I want to put as much data into a database as quickly as I can, which is a lot of data that is continually coming in (around 10,000 a minute, and rising). I now use prepared insert statements, but I'm considering switching to the SqlBulkCopy class to import the data in bigger batches.
The issue is that I'm not inserting into a single database; rather, the data item's components are spread over many tables, and other rows that are simultaneously inserted utilize their identity fields as foreign keys. I am aware that bulk copies aren't intended to support such intricate inserts, but I am considering switching my identification columns (in this instance, bigints) for uniqueidentifier columns. Since I can know the IDs before the insert, I won't need to check for anything like SCOPE IDENTITY that is prohibiting me from utilizing bulk copy, and I'll be able to execute a few bulk copies for each table as a result.
Is this a workable option, or might there be additional problems I could run into? Or is there an other method I can fast enter data while still using bigint identification columns?
It seems that you want to switch the approach from "SQL assigns a [bigint identity() column] surrogate key" to "data prep procedure creates a GUID surrogate key." In other words, the key will be assigned outside to SQL rather than internally. In light of your volume, if the data-generating process assigned a surrogate key, I'd go with it without a doubt.

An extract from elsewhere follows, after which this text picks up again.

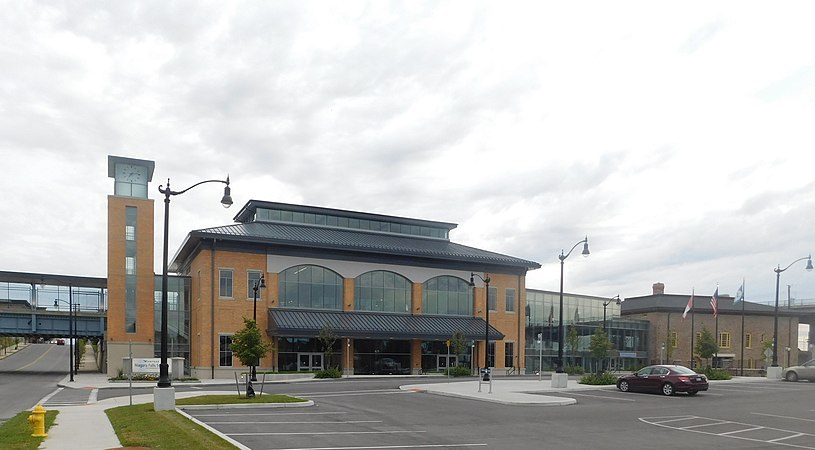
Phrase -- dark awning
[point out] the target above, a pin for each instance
(357, 324)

It therefore becomes an issue of whether you must utilize GUIDs or if your data production process can generate auto-incrementing integers. It's difficult to design a procedure like this that functions consistently and without error (which is one of the reasons you pay money for SQL Server), but the cost of smaller, easier-to-understand keys in the database could be worth it.
Page splits and wider will certainly make matters worse; use of uniqueidentifier. watch zzz-5 zzz
If your load can/is batched, you have the following options:
Peak row counts of about 50k occur sometimes (and increasing this way). In order to prevent duplicate transaction log writes, we really utilize a separate staging database.)